My baby is now a boy. Little A is one, a toddling, climbing dynamo of energy. A whole year, imagine that? Just 368 days ago I was on an operating table being cut open because after 11 hours of labor, the baby's heart rate indicated that the cord was wrapped around his neck (and over his shoulder, like a parachute harness).
One year. In that year I got down to my lowest weight ever (87 lbs as of last weighing) without even trying (in fact I have been on a weight gain mission since Little A was 2 months old), learned to appreciate the stay-at-home lifestyle (it's exhausting when you're looking after a baby 24/7) and had one haircut. My wardrobe has consisted of five, yes, five, tops, which, given their nursing openings, can only be worn with a handful of bottoms. I have seriously fallen off the style wagon in the past year.
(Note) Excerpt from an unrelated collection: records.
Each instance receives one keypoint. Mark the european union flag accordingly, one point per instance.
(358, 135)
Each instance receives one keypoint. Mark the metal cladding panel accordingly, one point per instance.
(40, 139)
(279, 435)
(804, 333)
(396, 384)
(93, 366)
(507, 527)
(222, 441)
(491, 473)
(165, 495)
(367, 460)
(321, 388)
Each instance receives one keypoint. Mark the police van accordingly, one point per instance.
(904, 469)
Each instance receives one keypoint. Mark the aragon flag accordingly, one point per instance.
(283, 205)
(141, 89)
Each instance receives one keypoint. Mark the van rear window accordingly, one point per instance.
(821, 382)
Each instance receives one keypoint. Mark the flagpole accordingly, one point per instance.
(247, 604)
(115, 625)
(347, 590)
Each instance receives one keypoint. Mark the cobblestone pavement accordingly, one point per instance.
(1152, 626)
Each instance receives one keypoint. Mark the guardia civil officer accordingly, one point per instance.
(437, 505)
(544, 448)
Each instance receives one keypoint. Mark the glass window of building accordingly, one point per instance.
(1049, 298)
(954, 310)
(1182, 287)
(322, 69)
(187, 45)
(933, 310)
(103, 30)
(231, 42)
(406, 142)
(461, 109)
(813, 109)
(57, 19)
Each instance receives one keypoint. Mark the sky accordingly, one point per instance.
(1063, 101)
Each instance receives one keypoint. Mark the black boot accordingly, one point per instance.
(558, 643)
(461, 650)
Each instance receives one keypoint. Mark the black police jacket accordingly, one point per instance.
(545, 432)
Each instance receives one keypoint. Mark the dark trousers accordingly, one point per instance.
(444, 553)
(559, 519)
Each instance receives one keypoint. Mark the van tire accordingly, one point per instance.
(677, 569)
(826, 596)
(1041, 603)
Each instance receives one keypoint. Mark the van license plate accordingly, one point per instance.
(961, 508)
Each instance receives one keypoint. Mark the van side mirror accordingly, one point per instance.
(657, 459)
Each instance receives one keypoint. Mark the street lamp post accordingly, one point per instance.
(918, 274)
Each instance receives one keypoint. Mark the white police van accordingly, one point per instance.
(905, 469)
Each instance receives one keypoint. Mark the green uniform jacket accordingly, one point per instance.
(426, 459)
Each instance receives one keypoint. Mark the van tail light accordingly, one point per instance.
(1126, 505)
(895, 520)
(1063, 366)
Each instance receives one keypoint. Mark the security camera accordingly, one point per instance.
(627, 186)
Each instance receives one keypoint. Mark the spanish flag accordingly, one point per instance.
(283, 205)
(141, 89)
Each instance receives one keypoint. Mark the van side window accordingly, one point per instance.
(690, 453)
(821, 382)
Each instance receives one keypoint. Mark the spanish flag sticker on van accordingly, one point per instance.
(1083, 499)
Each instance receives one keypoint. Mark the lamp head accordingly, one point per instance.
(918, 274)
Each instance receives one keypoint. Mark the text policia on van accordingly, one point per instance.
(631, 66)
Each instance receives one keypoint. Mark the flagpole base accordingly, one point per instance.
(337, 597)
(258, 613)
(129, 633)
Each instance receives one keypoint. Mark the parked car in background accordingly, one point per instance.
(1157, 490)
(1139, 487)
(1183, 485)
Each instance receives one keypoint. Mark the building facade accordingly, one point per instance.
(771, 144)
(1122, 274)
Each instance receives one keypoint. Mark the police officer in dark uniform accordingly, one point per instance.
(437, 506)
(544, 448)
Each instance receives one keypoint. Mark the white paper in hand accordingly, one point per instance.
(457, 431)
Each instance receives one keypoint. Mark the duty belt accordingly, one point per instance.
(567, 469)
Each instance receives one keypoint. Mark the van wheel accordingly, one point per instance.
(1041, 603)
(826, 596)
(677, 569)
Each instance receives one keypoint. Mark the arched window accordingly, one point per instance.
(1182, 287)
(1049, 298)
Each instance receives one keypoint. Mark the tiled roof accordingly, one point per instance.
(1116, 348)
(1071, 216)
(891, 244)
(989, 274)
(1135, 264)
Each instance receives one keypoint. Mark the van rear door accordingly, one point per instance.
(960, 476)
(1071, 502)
One year means weaning. I've breastfed my baby longer than most mothers I know, as the average length of time is 6 months. The thing is, most mothers I know have nannies, which means they usually pump their milk and go about their lives (shopping, haircuts, long lunches, travel) while nanny stays home and feeds baby from a bottle. No nanny means no time to spend long stretches attached to a milking machine, and taking your baby with you wherever you go, which, given the circumstances is just the supermarket every two weeks and to the parents or in laws' houses for weekend lunches. No nanny means direct feeding, as who would have the time to wash and sterilise all those bottles when baby is attached to you and knows the food source is right there anyway?
At 6 months, we attempted to get Little A to take a bottle so that at least when we were out in public, I wouldn't have to keep flashing my boobs to the world. He hated it at first, but perseverance meant he would reluctantly accept one, when he felt like it. His bottle of choice? Not the Dr. Browns wide-neck trio we got for a shower present, nor the Tommee Tippees that came free with our steriliser. Not the Nuk bottle that cost a fortune (and thankfully we only bought one of) - my little one liked the slim Marimekko bottle his godmother brought him from Finland as a Christmas present.
The Finns are way ahead of the rest of the world when it comes to style. Not only do they have fabulous designers of all sorts - architecture, interiors, graphics and fashion - they seem to be more earth-conscious than the rest of us. The bottle not only had lovely Unikko flowers on it, its teat was of a different shape than any other one I'd seen. It was flattish, not round, with an arrow to show which side was the top, as the human mouth is not evenly shaped but has a top bite that goes over the lower one. This teat was as brilliantly designed as anything else that was Finnish. It fit the human mouth perfectly. No wonder Little A thought the others were inferior.
When he had to drink from a bottle, Little A preferred this one. But having only one of these, and a small sized one at that, I had to write his godmother and ask if she could please send over a couple more for his birthday.
Unlike other babies who wean simply from breastmilk to cow's milk or formula, Little A has the double whammy of having to accept a bottle or a cup AND a different type of milk at the same time. I don't expect it to be easy, and heaved a sigh of relief upon finding out that my parents timed their annual European trip perfectly, leaving two days after his birthday and staying away an entire month. Not only can Little A's godmother send more bottles to London if need be, rather than all the way to Manila, we will have less distractions in the form of grandparents popping in at any time of day to whisk us away for afternoon tea or lunch. While the distractions may actually help the weaning process by taking us away from Little A's familiar environment of home, at least we will be doing things at his pace and time.
In mid-August comes Big A's weeklong holiday, which we will be spending in the mountains as we have done every year since 2003, except for last year when Little A was just born. I hope to have him fully weaned by then, six weeks from now. Let's see how it goes.